In the USA cities with dock less bike share and e-scooter fleets first appeared in 2017. As of July 2022, there are 45 dock less bike share systems and 300 e-scooter systems (not counting systems limited to college or employer campuses), according to the Department of Transportation.

The study, published online in the journal Injury Prevention, compiles evidence from across England and Wales and submitted to the UK Trauma Audit and Research Network (TARN) in 2021.

This allowed them to look at the bigger picture and compare injuries to that of cyclists.

Although more cyclists (2,538) ended up needing treatment, e-scooter riders (293) were more likely to be admitted to a major trauma center or a critical care unit, 60% versus 47%.

E-scooter riders were almost three times as likely as cyclists to be drunk or high (26% versus 7%) at the time of the incident and less likely to have worn a helmet (7% versus 47%).

And they were twice as likely as cyclists to sustain their injuries between 6 pm and midnight.

Most of the injured were men but e-scooter riders tended to be younger at 35 compared to 50 for cyclists. Almost a sixth (14%) were aged 16 or under compared with only 8.5% of cyclists.

Electric scooters parked outside on the sidewalk. Most of the injured were men but e-scooter riders tended to be younger at 35 compared to 50 for cyclists. ERNEST OJEH/SWNS TALKER

When it came to serious injuries sustained, head injuries in e-scooters were 35% compared to 20% for cyclists.

Almost twice the number of e-scooter riders had the most severe head injuries (28% versus 15%). Thirty-seven out of the 41 critical injuries (90%) among the e-scooter riders were head injuries.

They also scored higher on leg and arm injuries, 40% versus 27%.

However, serious chest injuries were more common among cyclists at 32.5% against 17%. Double the number of cyclists had the most severe chest injuries at 11% against five percent.

On the good side, death was rare among both groups but still higher for e-scooter riders at three percent compared to two percent of cyclists.

But at 20%, significantly more e-scooter riders required critical care than cyclists at 15%.

More than 80% of both groups were discharged home after treatment.

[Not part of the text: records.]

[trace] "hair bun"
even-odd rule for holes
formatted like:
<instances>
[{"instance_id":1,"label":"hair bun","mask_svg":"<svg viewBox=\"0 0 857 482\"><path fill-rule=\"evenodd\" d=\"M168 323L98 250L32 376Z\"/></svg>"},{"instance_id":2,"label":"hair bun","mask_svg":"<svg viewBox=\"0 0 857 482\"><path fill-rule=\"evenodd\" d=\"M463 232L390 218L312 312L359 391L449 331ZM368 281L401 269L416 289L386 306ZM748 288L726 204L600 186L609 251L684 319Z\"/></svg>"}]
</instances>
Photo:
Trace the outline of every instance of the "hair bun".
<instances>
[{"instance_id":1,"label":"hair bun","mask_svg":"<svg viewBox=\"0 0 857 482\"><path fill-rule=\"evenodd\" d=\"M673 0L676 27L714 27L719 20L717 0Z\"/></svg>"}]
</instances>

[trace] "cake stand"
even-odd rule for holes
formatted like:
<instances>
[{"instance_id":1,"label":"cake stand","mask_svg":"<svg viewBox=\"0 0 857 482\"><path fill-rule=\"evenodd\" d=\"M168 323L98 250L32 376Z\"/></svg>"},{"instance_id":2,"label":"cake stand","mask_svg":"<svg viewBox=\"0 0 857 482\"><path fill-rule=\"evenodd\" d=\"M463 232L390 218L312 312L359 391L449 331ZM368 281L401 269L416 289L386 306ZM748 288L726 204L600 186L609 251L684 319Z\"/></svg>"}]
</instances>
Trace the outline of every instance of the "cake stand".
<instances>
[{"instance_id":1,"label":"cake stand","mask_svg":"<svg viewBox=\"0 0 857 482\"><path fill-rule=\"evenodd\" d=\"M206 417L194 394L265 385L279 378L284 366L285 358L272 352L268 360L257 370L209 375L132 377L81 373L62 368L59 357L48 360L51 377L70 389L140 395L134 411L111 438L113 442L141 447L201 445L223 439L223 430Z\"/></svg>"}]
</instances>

Significant injury for cyclists was nine times that of e-scooter riders but as bike use is at least nine times greater than e-scooter use, researchers think that it is possible that e-scooters are resulting in higher rates of trauma than bikes.

The study didn’t take account of injuries to pedestrians or other road users, added to which only patients admitted to hospital are included in the TARN database, so the true impact of injury from e-scooters may be even greater.

Dr. Aylwin added: “E-scooters are an emerging mode of transport in the UK, and full characterization of rates and types of injury will require ongoing study.”

E-scooters are seen as greener than cars for short local journeys and this has fueled the rapid adoption of e-scooter rental trials globally.